Many a Jewish educational institution or organization will readily tell you that fundraising is an uphill slog.
But it’s smooth sailing if you’re an anti-Jewish terrorist entity like Hamas, which, without official fundraisers, receives largesse from a number of eager sources.
There’s Iran, of course. Any cause holding the promise of dead Jews is a shoo-in for the mullahs. And they go the extra mile, offering would-be killers not only cash (according to the State Department, up to $100 million annually to Hamas and other assorted such gangs) but also weapons and training.
Then there is Qatar, which has covered salaries of government (i.e., Hamas) employees in Gaza. And there’s no lack of private groups and individuals in places like Algeria, Sudan, Turkey and the United Arab Emirates, who are more than happy to aid evildoers. And don’t forget the lucrative smuggling of weapons, chemicals and electronics. And income from sham “humanitarian” charities in Western countries.
Like the UK, at least according to a recent investigation by Israel’s Channel 12. The Brits? Who knew? Not many, it seems, at least until now.
Hamas is banned in the UK as the terrorist organization that it is. And no one is accusing the country’s government or official entities of intentionally funding it. The problem is that it may be enabling aid to Hamas, by supporting efforts with nefarious connections. By taking, in other words, the famed road of good intentions to an unexpected but not uncommon terminus.
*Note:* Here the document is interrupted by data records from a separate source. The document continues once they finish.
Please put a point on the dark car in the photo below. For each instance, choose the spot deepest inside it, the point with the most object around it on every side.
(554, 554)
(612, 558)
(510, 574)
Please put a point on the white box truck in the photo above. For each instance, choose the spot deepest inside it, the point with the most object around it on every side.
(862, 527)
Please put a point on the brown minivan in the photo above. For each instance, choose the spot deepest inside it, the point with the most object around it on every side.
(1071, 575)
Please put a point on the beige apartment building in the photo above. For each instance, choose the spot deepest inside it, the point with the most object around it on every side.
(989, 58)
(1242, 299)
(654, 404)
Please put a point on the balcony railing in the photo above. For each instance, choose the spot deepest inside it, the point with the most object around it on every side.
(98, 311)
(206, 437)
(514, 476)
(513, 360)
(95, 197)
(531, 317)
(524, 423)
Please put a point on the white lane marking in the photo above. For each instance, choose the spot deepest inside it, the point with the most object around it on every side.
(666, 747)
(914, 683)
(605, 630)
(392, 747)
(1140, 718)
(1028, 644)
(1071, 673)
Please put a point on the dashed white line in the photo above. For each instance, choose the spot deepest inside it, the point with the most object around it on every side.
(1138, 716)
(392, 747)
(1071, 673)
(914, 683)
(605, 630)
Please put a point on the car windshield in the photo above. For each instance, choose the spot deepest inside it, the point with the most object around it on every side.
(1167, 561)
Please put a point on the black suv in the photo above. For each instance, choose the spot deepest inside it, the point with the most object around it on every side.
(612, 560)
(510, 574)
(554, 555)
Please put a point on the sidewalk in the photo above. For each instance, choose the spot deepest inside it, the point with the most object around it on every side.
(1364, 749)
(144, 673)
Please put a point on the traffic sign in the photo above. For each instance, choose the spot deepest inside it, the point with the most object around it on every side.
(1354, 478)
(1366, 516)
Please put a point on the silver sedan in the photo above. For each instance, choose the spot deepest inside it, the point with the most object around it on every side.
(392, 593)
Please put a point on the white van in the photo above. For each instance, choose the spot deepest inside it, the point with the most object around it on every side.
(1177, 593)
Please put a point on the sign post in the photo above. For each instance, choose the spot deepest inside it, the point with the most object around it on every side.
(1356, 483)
The UK and, to be fair, Canada and the European Union, as well as Switzerland, Norway, Sweden and others, have sponsored a project of UNICEF, the UN Children’s Emergency Fund, whose beneficiaries are designated by a Hamas-run office, the Ministry of Social Development (MSD).
The program provides monthly cash payments to 546,000 Gazans the MSD deems needy.
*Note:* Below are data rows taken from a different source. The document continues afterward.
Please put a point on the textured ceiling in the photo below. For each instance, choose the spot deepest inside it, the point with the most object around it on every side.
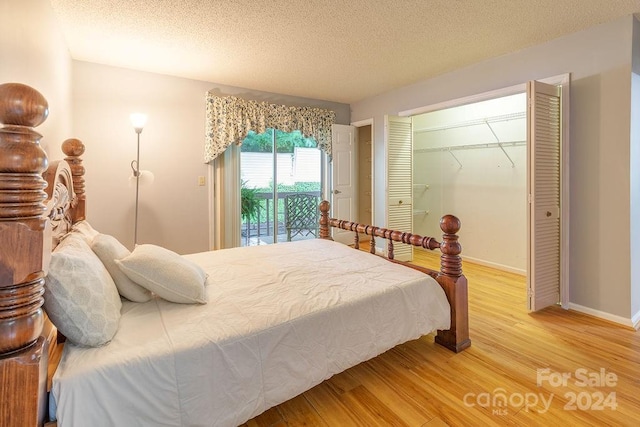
(336, 50)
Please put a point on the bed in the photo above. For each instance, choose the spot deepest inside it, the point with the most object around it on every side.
(272, 322)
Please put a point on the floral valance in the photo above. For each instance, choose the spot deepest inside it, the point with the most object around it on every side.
(229, 120)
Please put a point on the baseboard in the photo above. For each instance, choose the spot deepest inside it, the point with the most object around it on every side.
(522, 272)
(630, 323)
(635, 319)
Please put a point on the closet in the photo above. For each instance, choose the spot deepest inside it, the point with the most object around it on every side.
(500, 162)
(471, 160)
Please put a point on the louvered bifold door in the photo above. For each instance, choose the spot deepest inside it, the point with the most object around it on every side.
(399, 136)
(543, 218)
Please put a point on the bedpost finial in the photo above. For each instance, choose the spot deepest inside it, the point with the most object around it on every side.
(324, 206)
(450, 261)
(323, 226)
(22, 105)
(73, 147)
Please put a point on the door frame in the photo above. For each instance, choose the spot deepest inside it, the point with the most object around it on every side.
(359, 124)
(563, 80)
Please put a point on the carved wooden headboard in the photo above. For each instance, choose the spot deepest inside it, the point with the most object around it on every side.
(34, 211)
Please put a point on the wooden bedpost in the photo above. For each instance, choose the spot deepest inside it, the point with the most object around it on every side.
(74, 148)
(25, 247)
(455, 286)
(324, 232)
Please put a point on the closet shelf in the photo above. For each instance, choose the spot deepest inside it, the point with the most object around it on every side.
(471, 146)
(452, 148)
(477, 122)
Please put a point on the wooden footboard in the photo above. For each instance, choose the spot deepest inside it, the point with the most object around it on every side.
(37, 205)
(450, 276)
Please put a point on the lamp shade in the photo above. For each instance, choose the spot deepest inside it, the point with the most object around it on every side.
(138, 120)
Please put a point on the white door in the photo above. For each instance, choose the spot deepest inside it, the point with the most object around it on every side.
(399, 140)
(543, 185)
(344, 179)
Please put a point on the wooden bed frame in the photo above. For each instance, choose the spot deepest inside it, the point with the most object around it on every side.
(39, 202)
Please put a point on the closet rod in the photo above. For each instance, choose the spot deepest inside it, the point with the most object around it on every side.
(476, 122)
(471, 146)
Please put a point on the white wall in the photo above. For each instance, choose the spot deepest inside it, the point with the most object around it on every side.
(174, 211)
(484, 187)
(634, 163)
(33, 52)
(600, 62)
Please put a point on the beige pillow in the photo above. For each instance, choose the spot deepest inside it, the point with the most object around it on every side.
(80, 296)
(165, 273)
(85, 229)
(109, 249)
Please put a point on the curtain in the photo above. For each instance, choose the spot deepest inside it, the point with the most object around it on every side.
(229, 120)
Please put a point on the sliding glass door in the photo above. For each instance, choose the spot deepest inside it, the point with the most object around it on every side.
(280, 177)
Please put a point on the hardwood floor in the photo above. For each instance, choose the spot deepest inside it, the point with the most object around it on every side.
(552, 367)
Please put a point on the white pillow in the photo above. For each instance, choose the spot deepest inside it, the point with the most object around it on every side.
(80, 296)
(109, 249)
(85, 230)
(165, 273)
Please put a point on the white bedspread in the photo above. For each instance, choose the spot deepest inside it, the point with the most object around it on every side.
(280, 319)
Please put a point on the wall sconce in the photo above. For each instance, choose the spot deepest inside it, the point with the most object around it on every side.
(138, 121)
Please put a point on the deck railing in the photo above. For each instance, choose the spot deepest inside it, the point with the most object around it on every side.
(263, 225)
The MSD’s head is Ghazi Hamad, a member of Hamas’ politburo. The US Treasury Department identifies him as a “senior Hamas official.”
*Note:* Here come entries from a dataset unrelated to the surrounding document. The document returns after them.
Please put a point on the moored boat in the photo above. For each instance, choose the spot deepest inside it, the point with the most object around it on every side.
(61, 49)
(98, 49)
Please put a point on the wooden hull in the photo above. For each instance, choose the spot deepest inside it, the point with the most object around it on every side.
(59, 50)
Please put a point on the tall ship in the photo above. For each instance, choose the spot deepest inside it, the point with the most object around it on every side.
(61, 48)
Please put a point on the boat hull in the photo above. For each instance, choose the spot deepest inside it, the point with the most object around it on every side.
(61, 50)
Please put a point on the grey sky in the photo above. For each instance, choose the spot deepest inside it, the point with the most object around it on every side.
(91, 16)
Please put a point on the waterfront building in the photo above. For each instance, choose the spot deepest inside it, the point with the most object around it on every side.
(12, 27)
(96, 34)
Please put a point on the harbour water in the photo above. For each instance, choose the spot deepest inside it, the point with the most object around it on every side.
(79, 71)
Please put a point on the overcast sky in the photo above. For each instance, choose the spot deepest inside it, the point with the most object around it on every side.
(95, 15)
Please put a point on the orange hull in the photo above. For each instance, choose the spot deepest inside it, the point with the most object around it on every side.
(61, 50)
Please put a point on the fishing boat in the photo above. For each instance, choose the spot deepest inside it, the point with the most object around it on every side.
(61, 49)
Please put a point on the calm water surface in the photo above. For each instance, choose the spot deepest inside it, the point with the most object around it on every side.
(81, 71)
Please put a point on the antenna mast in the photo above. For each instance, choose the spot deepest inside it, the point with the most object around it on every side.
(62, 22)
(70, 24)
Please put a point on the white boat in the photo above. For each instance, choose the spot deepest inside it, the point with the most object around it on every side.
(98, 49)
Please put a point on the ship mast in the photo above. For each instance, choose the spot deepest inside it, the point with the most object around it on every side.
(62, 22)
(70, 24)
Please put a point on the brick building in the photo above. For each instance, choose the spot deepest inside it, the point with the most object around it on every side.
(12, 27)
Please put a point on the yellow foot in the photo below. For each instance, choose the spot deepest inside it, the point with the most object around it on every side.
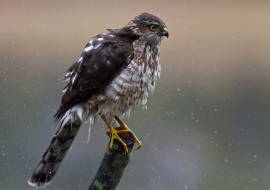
(121, 129)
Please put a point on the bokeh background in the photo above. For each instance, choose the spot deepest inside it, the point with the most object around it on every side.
(207, 123)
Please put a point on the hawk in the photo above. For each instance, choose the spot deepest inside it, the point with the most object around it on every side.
(115, 73)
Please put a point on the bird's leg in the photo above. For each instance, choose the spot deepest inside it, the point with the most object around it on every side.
(121, 129)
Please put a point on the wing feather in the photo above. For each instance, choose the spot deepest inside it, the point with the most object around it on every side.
(100, 60)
NGO Monitor, a group that investigates non-governmental organizations, found a document from back in 2022 that shows how the UK Foreign Office was aware even then of the involvement of Hamas, “a proscribed group,” with the program. The office was concerned about “severe reputational damage” that revelation of the connection might cause Britain.
All respect is due to traditional British fussiness about appearances, but blimey, there’s a rather larger issue here, namely handing funds over to a member of a terrorist movement and allowing him to disburse them as he sees fit.
And the UN agency “is just the tip of the iceberg,” according to NGO Monitor’s legal advisor, Anne Herzberg, “because 13 UN agencies are operating in Gaza. There is very little information into how these other UN agencies are operating.”
What’s more, there are also Hamas operatives active in the UK, including Zaker Birawi, a head of the Palestinian Return Center, who has helped organize weekly anti-Israel protests in London. A former member of the Hamas politburo, Issam Yusef Mustafa, a UK citizen, is the biggest fundraiser for Hamas in Europe.
In response to a query from Jewish Insider, the British Embassy in Israel insisted that “Hamas is a proscribed terrorist organization in the UK, and funding or supporting it is a crime.” The embassy, moreover, “categorically reject[s] the false and irresponsible allegations in the Channel 12 investigation,” and maintains that “No UK funding was provided to the Ministry of Social Development in Gaza.”